How was she doing? It was all coming back again, the regrets I had learned to forget over the past three years.

This morning had been like every other morning when I took laps around the neighborhood.

I arrived in Sunnyvale about three years ago, and I was planning to finally settle here. It was quite a peaceful place, and I could bet it was the perfect muse for anybody to do anything.

Before, Sunnyvale used to be like any other place, but over the little time I had spent, I realized there was much more to the place. Its ambiance provoked some sort of reverence for nature and, yes, for the people. I loved it here.

This morning, though, I never knew there would be a downpour. Unfortunately, it didn’t begin with a drizzle; it came down in full force, and I was forced to rush home on the last lap.

As I dashed across the street, my house was in full view, and my vision was hazy. My shoulder collided with someone. A voice winced, and a mini travel bag dropped on the slick black road.

“I’m sorry-”

I paused in my apology. She was a woman, and she looked very familiar. I looked intently at her while she ventured to retrieve her travel bag. Then she looked up at me.

Clara?

I was right; she was stunned to see me, but I was more stunned to see her. She was thoroughly soaked, and her shirt clung to her skin, revealing her lingerie and an eyeful of cleavage. Her brown hair cascaded down her back, wet and dripping.

I wanted to say something, but my tongue refused to uncoil in my mouth.

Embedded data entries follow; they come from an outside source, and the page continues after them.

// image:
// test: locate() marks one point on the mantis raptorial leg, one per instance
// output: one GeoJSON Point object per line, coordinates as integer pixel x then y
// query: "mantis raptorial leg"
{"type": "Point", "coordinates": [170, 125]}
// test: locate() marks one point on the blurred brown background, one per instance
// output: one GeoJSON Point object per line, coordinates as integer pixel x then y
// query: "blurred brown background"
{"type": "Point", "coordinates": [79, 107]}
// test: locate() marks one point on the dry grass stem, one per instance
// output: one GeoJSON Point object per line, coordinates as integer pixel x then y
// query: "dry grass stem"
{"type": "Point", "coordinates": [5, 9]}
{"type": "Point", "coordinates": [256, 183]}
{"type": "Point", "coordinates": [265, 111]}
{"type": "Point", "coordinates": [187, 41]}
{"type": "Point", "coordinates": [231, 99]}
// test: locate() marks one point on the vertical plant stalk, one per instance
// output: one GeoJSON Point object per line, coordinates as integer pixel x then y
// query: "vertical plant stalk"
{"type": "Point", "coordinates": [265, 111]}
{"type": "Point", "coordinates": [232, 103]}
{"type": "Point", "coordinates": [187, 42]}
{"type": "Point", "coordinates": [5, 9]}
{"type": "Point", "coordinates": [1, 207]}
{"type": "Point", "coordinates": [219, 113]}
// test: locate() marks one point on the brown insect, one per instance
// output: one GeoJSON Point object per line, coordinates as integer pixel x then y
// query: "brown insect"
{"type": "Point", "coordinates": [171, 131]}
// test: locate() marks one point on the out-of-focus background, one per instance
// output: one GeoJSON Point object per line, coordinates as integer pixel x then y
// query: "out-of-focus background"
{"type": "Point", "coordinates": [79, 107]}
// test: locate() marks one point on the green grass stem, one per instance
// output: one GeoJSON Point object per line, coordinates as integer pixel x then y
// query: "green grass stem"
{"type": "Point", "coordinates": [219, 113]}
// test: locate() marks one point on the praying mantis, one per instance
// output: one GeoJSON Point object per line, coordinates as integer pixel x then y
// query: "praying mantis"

I wanted to touch and embrace her, but my nerves grew numb at that moment.

I was as dumbfounded as I was happy to see her.

But she didn’t seem to feel as I felt; she wore a deadpan face, and her morose eyes looked upon me with something I just realized was disdain. In a split second, she was in front of the house next door, opening the door with a key she extracted from the base of a cactus plant, and then she shut the door behind her.

To think that I had often dared to imagine crossing paths with her but had been taken aback upon bumping into her earlier was ridiculous. I felt foolish and guilty.

I had chosen my father’s business and high expectations over her. I had let her go her way when I could have held onto her and still made headway, even when she was willing to have a long-distance relationship.

I had just believed the worst of us.

Was it pressure?

Perhaps I had been frustrated about the entire situation, or perhaps not, I couldn’t say. But at that time, I had been too weak to hold on to her.

Who knew that one of the fateful mornings I had my exercises would bring us together again? I wondered if she was doing fine. As much as I knew her, she disliked the rain.

An unsettling sensation rested on me like dew on a plant, and I was incredibly distracted from my work. A disarray of files lay on my desk. I couldn’t concentrate. I was far from it. Until she came, I could swear I was good, but I couldn’t say much about the present moment.

The doorbell rang, and I started. Then I remembered I was to receive a package from Jackson, my personal assistant.

Walking to the door, the delivery person handed the box over to me, and in a split second, he was gone.

The rain, I observed, had reduced in intensity and was now coming down in slant lines. I was tempted to step out further; maybe she could be out to dispose of the garbage or-

But I was attacked by the hostility of the house’s facade, right under the threatening thunder in the gloomy skies. I might have been overthinking it because, on a normal day, the house was a pretty sight; however, today, it was strangely foreboding.

I knew I felt this way because of her. I scuttled back in and went to resume at my desk, but I could still do nothing.

Raking my fingers through my hair, as I did whenever I felt restless, I decided to talk to my sister over FaceTime. Maybe doing that would placate my restlessness and this choking feeling of guilt.

“Hey, Dude! Are you good?” Daisy said from the other end, but she would not allow me to respond before she answered the question herself.

“Nah-h-h, you ain’t good.” She said with a knowing look, her left eye twitching with some kind of feminine instinct.

“When was the last time you were in contact with Clara?” I forced the question out of my guts.

“Clara?” Her brows arched in utter surprise.